The ITC fellowship experience: what happened next (en)
Bosun Tijani: I had the rare privilege of being an International Trade Centre (ITC) and Hewlett Packard (HP) fellow in 2004/2005. As a young graduate of economics from Lagos, Nigeria, spending time across 12 months between ITC and HP in Geneva was beyond my imagination.
The first three months of the fellowship programme were spent with ITC’s enterprise development section with significant support from the section chief. While the application was made through AIESEC (an international student exchange organization) my preparation for the fellowship was entirely taken care of by ITC. Everything felt right from day one.
The three months was a crash course on international trade. I was challenged to learn by exploring tools and materials, reviewing programmes, giving feedback and building cases for opportunities in international trade, with a particular focus on African countries. The experience molded me for the task ahead at Hewlett Packard.
At HP I was attached to the education team as deployment lead for Africa. - Dropped right in the middle of the Microenterprises Acceleration Programme, I was responsible for supporting the identification of business development service providers who received support from HP to coach microenterprises in select African countries. The programme was aimed at coaching businesses on how to leverage technology for improved performance.
My fellowship experience remains a significant part of my personal evolution. It wasn’t only professionally enriching but also shaped my overall view of society and the role of systems.
FW: What kind of business are you in now?
BT: I am the co-founder and CEO of Co-Creation Hub (CcHUB), a technology innovation centre and start-up incubator, based in Lagos, Nigeria.
The centre is Nigeria’s foremost open-living lab, designed as space where work to catalyze creative social-tech ventures takes place. Among so many things, CcHUB is renowned for its role in building one of the fastest-growing technology clusters in Africa and also for being the first point of call for Facebook CEO Mark Zuckerberg on his first trip to Africa.
FW: After ITC, what path did you take?
BJ: The experience with ITC ignited a new level of curiosity in me for the place of technology in society and more importantly, enterprises. I enrolled in a masters degree programme in information systems and management at the Warwick Business School in the United Kingdom. There I had the opportunity to study technology and innovation management within large enterprises with exposure to businesses like Accenture, NHS, SAP and many more. Upon completion in 2007 I got a job as a research network manager with one of Europe’s leading innovation consulting firms.
Altogether, the opportunities inspired a passion in me to explore how society organizes to leverage science and technology for prosperity. This gave birth to a desire to contribute to a movement in Africa, one geared towards harnessing the gains from collaborative problem solving and technology to leapfrog the growth of the continent. It was this that propelled me towards founding Co-Creation Hub.
FW: What advice do you have for other ITC fellows?

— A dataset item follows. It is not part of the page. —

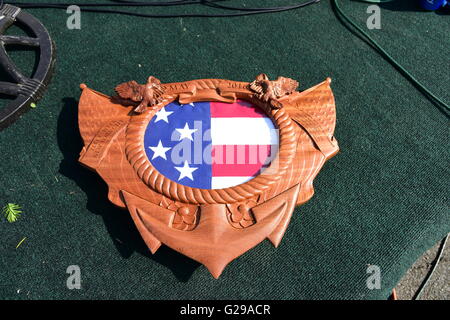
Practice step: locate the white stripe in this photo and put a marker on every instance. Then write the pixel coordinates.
(225, 182)
(239, 131)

BJ: ITC is an incredible place. The organization’s approach to supporting international trade, placing enterprises at the core, makes it incredibly rich in knowledge and networks. The depth of the body of knowledge developed over the years and available across the entire organization makes it an invaluable platform for curious people.
My advice would be for fellows to immerse themselves in the wealth of knowledge available across the organization. Explore the amazing work done across the different divisions and sections. It will shape your thinking and give you a unique voice.
The tools and knowledge available at ITC are of incredible value. Hence the reason I would encourage fellows to take proper advantage of them. It is one of the few places where knowledge on international trade is put to actual use for the benefit of businesses.
FW: What advice do you have for other entrepreneurs?
BJ: I consider myself an accidental entrepreneur. My journey into entrepreneurship was inspired by the desire to build a platform that provides the building blocks for the application of technology in society. More specifically, I see the urgent need to accelerate how we apply social capital and technology in addressing many of the social challenges in Africa.
The most successful entrepreneurs in my opinion are those who consciously put in the incredible amount of work into creating unprecedented value for society. While it is possible to be successful when driven simply by money, creating a lasting and sustainable business in today’s changing world begs for more. As such, I see entrepreneurs as creators constantly seeking to make our world just a little better.